A few key players like Singer (Sri Lanka), rated A-(lka)/Stable, Abans Limited with a BBB+(lka)/Negative rating and Softlogic Holdings, dominate the market.

"These companies have strong brand portfolios and extensive distribution networks, which are hard to replicate given the investment required and brand equity of established players," said the report.

"This protects the existing players from competition to a certain extent."

Fitch Ratings said lower borrowing rates, reduced electricity tariffs and an upcoming cut in the VAT will create a more favourable environment for retailers of consumer durables in Sri Lanka in 2015.

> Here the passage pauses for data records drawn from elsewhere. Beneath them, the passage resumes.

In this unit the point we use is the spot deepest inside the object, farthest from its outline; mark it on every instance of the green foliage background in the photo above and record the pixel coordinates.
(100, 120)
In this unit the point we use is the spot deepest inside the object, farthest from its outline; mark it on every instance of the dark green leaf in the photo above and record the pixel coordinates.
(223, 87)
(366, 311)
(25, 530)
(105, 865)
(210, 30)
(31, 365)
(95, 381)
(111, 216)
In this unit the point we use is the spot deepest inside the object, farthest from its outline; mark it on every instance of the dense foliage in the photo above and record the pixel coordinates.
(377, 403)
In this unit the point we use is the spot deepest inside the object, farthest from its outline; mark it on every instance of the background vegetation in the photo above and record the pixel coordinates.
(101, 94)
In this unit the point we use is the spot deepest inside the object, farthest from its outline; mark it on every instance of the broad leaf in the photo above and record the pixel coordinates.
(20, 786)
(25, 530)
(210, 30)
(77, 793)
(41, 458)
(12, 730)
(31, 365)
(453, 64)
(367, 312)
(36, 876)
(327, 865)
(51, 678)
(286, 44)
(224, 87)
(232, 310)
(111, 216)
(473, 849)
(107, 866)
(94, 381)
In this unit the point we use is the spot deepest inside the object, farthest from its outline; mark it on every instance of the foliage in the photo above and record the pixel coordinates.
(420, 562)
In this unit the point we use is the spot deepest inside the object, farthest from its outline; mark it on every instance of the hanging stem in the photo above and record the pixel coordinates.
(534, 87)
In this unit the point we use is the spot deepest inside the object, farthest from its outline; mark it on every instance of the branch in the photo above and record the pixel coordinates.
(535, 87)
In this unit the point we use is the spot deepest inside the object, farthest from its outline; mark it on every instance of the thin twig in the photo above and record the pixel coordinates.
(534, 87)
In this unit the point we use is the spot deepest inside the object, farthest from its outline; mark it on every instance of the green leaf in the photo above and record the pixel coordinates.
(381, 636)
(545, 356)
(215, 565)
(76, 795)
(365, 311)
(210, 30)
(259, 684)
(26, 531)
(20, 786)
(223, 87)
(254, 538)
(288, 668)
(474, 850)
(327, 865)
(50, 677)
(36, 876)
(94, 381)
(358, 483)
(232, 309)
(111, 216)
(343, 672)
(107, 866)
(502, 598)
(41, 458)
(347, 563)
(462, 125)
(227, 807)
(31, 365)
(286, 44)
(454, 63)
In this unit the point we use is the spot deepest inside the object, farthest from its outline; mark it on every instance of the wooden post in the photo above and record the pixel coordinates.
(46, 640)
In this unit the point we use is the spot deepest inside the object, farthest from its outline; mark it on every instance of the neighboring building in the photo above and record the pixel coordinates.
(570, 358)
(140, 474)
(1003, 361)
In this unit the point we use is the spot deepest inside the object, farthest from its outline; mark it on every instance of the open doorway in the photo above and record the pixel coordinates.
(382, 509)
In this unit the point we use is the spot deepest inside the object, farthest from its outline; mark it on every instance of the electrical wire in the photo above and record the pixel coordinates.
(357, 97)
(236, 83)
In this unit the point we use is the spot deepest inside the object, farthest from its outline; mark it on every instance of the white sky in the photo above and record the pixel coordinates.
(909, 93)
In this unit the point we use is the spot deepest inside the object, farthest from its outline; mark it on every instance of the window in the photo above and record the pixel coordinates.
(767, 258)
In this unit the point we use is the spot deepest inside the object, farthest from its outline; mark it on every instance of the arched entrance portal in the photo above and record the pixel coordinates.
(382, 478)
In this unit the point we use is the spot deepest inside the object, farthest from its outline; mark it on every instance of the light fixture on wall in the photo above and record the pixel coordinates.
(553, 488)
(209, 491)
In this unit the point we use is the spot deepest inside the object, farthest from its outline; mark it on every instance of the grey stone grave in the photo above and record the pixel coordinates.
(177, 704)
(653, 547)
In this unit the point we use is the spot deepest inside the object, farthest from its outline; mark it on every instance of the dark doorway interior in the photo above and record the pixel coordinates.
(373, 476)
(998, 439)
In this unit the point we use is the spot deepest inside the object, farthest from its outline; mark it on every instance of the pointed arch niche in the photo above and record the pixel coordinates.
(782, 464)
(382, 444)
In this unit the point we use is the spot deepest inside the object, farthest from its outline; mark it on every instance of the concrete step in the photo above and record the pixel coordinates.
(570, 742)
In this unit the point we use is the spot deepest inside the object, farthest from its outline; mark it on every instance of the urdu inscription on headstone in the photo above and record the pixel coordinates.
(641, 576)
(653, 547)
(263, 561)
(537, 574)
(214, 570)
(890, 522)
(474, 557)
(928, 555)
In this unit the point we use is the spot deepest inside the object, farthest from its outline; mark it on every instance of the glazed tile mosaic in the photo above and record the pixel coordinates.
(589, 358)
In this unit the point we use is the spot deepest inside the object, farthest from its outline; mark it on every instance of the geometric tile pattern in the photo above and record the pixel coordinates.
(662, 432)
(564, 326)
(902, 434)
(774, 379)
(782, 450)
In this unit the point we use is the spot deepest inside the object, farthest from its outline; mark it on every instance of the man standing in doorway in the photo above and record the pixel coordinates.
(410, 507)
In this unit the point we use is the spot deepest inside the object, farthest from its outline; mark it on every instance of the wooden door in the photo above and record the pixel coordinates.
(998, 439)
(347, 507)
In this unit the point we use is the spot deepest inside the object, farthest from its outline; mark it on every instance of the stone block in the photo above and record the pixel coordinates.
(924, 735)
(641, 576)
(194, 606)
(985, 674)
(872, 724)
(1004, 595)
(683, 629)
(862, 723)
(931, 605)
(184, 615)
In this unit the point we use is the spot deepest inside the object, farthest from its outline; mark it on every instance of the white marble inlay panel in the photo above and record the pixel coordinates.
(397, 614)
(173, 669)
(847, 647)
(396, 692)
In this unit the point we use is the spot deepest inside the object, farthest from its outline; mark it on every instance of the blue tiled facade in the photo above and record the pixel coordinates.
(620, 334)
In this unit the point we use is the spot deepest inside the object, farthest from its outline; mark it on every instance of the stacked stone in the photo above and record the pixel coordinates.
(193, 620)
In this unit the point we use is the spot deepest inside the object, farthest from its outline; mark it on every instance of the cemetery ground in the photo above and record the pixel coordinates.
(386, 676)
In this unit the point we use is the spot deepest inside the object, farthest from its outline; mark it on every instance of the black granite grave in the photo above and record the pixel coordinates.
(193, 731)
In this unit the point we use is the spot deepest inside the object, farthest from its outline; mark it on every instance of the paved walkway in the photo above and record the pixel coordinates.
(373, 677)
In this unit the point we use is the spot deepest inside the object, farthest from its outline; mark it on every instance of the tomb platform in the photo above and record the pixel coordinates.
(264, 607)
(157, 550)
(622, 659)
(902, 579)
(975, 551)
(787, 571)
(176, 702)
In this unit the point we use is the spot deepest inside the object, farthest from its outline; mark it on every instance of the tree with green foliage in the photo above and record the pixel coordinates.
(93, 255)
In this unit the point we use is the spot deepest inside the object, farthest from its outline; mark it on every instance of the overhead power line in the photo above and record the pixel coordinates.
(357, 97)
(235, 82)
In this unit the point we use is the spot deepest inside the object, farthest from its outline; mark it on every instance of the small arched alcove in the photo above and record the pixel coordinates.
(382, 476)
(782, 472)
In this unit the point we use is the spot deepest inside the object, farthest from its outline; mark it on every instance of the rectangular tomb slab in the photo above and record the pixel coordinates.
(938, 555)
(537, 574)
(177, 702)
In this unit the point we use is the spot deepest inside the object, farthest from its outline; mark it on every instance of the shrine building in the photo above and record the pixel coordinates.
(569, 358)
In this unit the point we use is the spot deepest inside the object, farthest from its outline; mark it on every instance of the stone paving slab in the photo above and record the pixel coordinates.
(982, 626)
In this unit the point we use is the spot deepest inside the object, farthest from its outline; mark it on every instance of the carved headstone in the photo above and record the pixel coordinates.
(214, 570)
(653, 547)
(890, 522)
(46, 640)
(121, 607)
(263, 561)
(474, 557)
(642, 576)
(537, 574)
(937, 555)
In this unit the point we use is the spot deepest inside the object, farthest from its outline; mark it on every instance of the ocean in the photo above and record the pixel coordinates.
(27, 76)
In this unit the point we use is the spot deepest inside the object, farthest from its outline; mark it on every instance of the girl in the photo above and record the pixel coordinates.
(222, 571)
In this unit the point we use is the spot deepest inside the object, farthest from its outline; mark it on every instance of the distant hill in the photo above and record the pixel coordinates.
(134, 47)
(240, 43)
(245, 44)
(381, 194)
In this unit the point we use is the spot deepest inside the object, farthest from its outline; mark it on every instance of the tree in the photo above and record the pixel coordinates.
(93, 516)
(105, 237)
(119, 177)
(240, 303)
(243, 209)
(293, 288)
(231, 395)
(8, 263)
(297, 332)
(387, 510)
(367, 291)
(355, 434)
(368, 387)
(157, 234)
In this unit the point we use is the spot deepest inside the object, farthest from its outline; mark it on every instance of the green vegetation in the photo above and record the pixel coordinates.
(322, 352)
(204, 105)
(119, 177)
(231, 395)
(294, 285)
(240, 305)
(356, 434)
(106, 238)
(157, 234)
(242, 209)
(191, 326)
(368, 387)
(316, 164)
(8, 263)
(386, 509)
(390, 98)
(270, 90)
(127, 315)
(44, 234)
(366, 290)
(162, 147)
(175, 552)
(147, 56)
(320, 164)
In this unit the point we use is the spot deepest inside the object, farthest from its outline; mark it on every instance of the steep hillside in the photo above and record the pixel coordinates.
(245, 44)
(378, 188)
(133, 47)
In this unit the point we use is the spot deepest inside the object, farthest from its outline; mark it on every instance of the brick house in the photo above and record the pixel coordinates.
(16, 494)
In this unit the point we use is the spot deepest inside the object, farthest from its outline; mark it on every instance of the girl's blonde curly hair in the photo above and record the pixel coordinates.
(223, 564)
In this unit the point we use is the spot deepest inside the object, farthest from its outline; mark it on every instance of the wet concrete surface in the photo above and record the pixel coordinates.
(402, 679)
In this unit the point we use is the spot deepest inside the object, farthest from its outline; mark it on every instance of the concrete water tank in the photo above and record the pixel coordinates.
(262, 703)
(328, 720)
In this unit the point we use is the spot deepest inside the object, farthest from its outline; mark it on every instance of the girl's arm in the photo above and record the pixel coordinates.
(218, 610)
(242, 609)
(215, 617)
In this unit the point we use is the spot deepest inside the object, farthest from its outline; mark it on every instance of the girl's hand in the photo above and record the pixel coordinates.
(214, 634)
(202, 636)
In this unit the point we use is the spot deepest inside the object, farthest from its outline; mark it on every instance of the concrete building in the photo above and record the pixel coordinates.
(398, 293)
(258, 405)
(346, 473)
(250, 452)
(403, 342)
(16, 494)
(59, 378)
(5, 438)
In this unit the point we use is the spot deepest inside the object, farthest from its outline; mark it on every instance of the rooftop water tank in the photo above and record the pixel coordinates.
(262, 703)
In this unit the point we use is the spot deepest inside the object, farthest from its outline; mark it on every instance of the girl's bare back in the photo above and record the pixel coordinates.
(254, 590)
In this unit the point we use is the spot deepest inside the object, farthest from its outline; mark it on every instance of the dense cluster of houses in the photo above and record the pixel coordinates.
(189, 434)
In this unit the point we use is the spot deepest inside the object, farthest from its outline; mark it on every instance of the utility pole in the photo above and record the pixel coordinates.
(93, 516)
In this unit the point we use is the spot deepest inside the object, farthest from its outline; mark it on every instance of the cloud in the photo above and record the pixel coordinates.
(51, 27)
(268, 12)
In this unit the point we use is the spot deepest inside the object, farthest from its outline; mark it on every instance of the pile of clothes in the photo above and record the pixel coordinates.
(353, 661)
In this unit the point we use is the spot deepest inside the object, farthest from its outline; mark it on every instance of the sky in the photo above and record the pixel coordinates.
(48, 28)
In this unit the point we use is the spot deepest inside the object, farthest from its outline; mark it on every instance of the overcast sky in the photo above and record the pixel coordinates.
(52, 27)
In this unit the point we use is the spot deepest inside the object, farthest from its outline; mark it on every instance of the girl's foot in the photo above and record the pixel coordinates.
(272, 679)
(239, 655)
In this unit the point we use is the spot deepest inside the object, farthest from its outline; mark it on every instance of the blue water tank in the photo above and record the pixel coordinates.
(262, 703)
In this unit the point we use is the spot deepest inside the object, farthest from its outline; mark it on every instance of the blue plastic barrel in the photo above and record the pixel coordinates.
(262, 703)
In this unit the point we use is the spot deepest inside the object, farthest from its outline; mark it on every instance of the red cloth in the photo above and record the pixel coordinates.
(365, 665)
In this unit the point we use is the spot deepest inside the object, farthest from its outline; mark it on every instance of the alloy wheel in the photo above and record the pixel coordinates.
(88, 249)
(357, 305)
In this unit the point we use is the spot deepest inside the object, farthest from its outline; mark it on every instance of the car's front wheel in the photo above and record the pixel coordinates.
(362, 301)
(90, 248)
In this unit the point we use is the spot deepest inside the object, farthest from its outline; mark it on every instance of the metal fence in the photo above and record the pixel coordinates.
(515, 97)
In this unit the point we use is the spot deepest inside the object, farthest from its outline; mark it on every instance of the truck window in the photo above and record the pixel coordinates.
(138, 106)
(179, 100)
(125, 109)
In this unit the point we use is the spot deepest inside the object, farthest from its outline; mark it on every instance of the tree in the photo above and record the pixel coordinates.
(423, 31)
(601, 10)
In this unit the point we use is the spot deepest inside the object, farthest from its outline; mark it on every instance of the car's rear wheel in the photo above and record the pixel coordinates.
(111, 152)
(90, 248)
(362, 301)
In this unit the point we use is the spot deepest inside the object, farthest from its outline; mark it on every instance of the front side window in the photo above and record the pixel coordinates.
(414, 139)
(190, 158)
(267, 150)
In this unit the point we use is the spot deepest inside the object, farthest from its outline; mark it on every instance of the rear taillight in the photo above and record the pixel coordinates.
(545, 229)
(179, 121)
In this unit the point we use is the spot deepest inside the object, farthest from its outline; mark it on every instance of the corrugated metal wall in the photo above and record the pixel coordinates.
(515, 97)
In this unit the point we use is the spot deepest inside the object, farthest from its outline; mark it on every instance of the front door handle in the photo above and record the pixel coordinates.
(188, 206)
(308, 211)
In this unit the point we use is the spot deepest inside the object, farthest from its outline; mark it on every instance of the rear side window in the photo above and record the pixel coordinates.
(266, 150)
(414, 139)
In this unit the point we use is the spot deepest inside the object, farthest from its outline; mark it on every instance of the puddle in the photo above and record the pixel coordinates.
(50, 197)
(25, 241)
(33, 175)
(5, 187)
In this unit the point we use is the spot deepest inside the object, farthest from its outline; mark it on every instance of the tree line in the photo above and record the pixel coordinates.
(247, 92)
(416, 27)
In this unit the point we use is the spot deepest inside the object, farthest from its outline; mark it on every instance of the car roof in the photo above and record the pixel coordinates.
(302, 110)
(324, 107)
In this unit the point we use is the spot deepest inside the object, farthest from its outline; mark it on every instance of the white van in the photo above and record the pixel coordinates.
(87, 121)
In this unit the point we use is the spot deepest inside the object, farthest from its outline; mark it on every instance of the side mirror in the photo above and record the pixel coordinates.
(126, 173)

It noted that demand for consumer electronics and white goods tend to be volatile across business cycles due to their non-essential nature and larger price tags.

"Fitch expects retailers of consumer durables to achieve modest revenue growth supported by increasing consumer purchasing power following a 25 percent reduction in domestic electricity tariffs from September 2014 and a cut in the VAT rate to 11 percent from 12 percent that will be implemented in 2015."

The consumer durables industry faced a challenging environment in 2013 due to pressure on disposable income and introduction of the VAT.

Fitch said retailers found it difficult to pass on higher costs to consumers leading to a negative impact on margins.

As a result, Fitch-rated retail corporates’ revenue grew only by two percent in the financial year ended 31 March 2014 against 11 percent in FY13.

"The sluggish demand also resulted in build-up of inventory, leading to higher working capital requirements," Fitch said.

"Higher working capital requirements coupled with lower profitability saw leverage of Fitch rated retail corporates deteriorate in 2014."

Retailers usually have high leverage as they borrow to finance their in-house hire purchase operations.

Fitch expects higher sales and better working capital structure to have a positive impact on the retailers’ leverage in 2015.